Da un anno a questa parte i presidenti di regione hanno improvvisamente trovato un ruolo. E che ruolo, perché la durante la pandemia sono diventati gli interlocutori e i terminali del governo centrale.

Questo balzo improvviso sul palcoscenico della politica nazionale  li ha portati a rivendicare una responsabilità diretta nella gestione della crisi sanitaria.

In realtà, come ha ricordato spesso Sabino Cassese, l’articolo 117 della Costituzione riserva allo Stato i compiti in materia di profilassi internazionale e il 120 consente al governo di sostituirsi alle regioni in casi di pericolo grave per l’incolumità. Inoltre la legge 833 del 1978 assegna al ministro della Salute il compito di intervenire in caso di epidemie.

Eppure, alcuni presidenti di regione, in primis il lombardo Attilio Fontana, hanno ripetutamente e a lungo contestato, per ragioni squisitamente politiche, i provvedimenti del governo.

In questi giorni assistiamo ad una nuova fiammata di protagonismo con girandola di dichiarazioni che sconfinano con il delirio di onnipotenza.

Esemplare in questo, ancora un volta, il veneto Luca Zaia, il quale, dopo le allucinazioni visive dello scorso anno quando parlava dei cinesi che mangiano topi vivi, ora, con accenti di sovranismo regionale – «devo difendere la salute dei miei concittadini» – si è buttato alla ricerca di vaccini sul mercato come se la sua regione fosse una nazione indipendente.
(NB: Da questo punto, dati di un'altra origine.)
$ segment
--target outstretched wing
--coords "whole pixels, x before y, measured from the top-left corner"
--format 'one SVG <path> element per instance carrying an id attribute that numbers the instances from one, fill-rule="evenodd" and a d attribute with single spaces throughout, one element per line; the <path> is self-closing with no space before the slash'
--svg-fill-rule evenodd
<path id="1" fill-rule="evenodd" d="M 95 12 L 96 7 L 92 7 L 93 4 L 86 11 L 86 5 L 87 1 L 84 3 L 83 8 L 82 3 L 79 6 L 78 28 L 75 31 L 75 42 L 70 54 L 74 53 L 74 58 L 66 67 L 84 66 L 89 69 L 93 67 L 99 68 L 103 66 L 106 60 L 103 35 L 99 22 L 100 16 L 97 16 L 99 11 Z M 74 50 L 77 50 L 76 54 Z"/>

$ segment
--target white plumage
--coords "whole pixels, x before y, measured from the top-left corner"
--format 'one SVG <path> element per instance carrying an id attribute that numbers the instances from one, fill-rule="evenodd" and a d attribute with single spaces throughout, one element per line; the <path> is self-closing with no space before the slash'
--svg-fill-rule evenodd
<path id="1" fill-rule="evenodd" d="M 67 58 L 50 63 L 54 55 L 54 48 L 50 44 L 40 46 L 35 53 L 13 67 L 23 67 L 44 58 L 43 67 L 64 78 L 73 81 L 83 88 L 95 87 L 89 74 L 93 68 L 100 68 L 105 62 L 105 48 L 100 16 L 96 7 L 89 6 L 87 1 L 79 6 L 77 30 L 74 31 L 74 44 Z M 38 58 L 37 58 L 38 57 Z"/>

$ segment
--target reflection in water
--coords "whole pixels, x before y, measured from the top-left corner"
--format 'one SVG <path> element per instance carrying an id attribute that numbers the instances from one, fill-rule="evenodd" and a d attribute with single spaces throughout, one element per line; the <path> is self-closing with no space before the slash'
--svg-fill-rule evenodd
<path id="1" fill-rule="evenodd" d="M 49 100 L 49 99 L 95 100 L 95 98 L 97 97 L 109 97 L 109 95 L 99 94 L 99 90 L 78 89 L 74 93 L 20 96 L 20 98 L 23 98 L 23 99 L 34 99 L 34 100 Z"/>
Segue, più o meno con gli stessi toni, Stefano Bonaccini anch’egli proiettato alla ricerca di nuove forniture, forse immaginando l’Emilia-Romagna come una grande San Marino.

Infine, entrambi i presidenti si sono trovati uniti nella critica al governo Draghi (o solo al ministro Speranza?) invocando aperture di bar, ristoranti e quant’altro, proprio quando c’è il rischio di una proliferazione di casi per via delle varianti.

Almeno Vincenzo De Luca, deriso per le sue uscite plateali al limite del cabaret, faceva la faccia feroce , anche a costo di scatenare la furia dei pizzaioli, per impedire che i suoi concittadini rompessero le righe.

Questo desiderio di protagonismo, a cui il governo Conte non ha saputo porre rimedio, dovrebbe ora trovare un argine da parte di un esecutivo lodato urbi et orbi per la sua autorevolezza.

Se si vuole vedere un cambio di passo rispetto al passato questo è  “il” terreno sul quale intervenire. Perché la salute è troppo importante per lasciarla all’improvvisazione.